LEBARAN, ANAK, DAN KUPU-KUPU
Abdul Rahman Shaleh
Tak terasa hari ini sudah memasuki hari keenambelas dari bulan ramadhan. Itu berarti sudah separoh bulan umat Muslimin menjalankan ibadah ramadhan dan lebaran pun tinggal hitungan hari tak sampai dua minggu. Merayakan Hari Raya Idul Fitri bagi pun sudah merupakan tradisi membudaya. Lebaran yang ditunggu sesungguhnya merupakan hari raya memperingati kembalinya manusia kepada fitrahnya.
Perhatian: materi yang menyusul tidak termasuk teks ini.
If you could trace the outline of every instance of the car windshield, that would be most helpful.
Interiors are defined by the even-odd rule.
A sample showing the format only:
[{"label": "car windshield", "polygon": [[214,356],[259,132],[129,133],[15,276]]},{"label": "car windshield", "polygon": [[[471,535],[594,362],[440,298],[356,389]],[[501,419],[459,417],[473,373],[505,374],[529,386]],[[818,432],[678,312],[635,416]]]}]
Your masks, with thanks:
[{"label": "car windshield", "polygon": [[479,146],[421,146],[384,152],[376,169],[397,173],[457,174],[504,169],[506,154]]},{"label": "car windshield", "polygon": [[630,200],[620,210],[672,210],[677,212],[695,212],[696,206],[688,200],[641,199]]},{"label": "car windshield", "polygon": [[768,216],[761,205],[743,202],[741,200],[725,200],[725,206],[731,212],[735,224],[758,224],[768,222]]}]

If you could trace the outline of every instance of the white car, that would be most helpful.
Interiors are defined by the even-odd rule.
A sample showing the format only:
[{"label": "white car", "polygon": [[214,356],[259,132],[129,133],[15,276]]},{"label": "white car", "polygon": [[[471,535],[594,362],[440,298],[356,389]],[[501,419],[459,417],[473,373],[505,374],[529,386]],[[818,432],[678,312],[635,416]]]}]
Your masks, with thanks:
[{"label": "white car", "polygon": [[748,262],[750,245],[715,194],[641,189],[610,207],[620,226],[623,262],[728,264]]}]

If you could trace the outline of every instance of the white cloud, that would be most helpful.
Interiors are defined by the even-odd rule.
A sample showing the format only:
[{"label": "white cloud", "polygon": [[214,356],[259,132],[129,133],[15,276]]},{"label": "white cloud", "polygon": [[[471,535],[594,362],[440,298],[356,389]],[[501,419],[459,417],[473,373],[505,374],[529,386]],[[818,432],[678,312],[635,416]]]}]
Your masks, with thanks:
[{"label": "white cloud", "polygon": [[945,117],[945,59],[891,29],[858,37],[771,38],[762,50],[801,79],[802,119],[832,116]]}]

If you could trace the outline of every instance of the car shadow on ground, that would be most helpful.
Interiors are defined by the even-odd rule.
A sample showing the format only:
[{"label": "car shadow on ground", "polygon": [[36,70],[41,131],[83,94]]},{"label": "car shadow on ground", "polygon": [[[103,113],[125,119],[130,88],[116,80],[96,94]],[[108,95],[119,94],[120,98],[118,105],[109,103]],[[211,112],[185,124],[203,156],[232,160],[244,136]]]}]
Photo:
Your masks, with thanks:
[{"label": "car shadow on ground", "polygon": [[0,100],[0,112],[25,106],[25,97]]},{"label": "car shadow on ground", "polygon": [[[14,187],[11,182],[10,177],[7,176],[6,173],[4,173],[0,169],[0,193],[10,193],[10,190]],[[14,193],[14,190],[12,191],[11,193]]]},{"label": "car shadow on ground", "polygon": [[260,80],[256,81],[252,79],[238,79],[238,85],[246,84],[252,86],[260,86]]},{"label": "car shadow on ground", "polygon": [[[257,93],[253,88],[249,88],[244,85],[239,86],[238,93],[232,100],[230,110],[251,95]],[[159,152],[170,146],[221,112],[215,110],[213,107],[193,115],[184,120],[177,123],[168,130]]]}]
Fitrah adalah potensi dasar kemanusiaan yang secara kodrati cenderung kepada kebenaran. Dengan berakhirnya puasa berarti kemenangan melawan hawa nafsu pun telah diraih dan disimbolkan melalui “Minal ‘aidin wal faizin”, semoga kita termasuk orang-orang yang kembali dan yang menang.
Kegembiran lebaran biasanya disikapi dengan berbagai macam cara dan perilaku. Ada yang bilang hari raya lebaran/ idul fitri dengan baju baru itu jadul dan ada juga yang bilang lebaran tanpa baju baru itu “like an angel without wings” karena baju lebaran kudu, musti, harus ada. Anak-anak biasanya menandai Lebaran dengan baju baru, ketupat, kue-kue yang enak, makanan lezat, dapat tambahan uang jajan dari kakek dan nenek, dan sebagainya. Tapi, berkaitan dengan makna Lebaran itu sendiri sebenarnya terkandung makna yang lebih esensial dibandingkan hanya sejumlah ritual yang memang sudah dilakukan selama ini.
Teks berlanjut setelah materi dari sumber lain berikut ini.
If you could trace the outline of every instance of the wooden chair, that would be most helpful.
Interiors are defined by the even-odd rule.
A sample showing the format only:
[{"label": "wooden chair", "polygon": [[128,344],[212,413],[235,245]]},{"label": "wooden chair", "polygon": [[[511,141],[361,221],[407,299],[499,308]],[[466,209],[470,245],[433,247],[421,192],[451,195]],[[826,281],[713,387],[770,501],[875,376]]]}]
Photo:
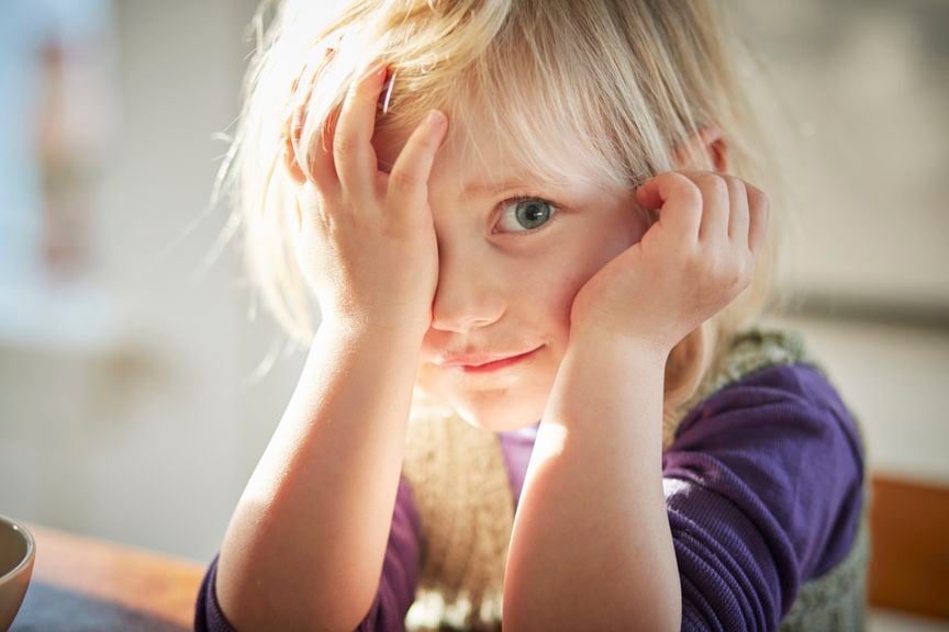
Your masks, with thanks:
[{"label": "wooden chair", "polygon": [[949,620],[949,486],[871,476],[870,606]]}]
Tak heran memang anak-anak memaknai lebaran sebagai sesuatu yang identik dengan hadiah dan kebaruan. Secara psikologis, ini berhubungan dengan tahapan perkembangan kognitif, mereka memang belum mampu memaknai sesuatu secara esensial. Secara social, ini dikarenakan tradisi yang tersosialisasi pada diri kita. Hal ini jika tidak hati-hati akan berdampak pada sikap materialistic dan asosial (karena takut dilihat orang jika tidak pakaian baru. Oleh karena itu, perlu kiranya mengajar makna lebaran bagi anak. Melalui ritual kebersamaan dan pemberian pemahaman mengenai makna puasa seperti yang dituliskan sebelumnya, orang tua dapat mengajarkan makna lebaran. Lebaran merupakan hadiah bagi orang yang belajar berpuasa dan merayakan kemenangannya. Ibarat ulat yang masuk ke dalam kepompong, bertahan selama 36 hari di dalam kepompong, berpuasa dan hanya berzikir, kemudian meraih kemenangan saat menjadi kupu-kupu yang cantik dan gembira. Kita adalah kupu-kupu itu yang tampil cantik meski tidak berbaju baru, karena kecantikan itu adalah hati kita yang telah bersih saat kita berlatih di bulan ramadhan. Kita layak merayakan kegembiraan setelah melatih diri selama sebulah penuh di bulan ramadhan, dan kegembiraan itu tidaklah berarti jika kalah di bulan ramadhan. Selamat meraih kemenangan.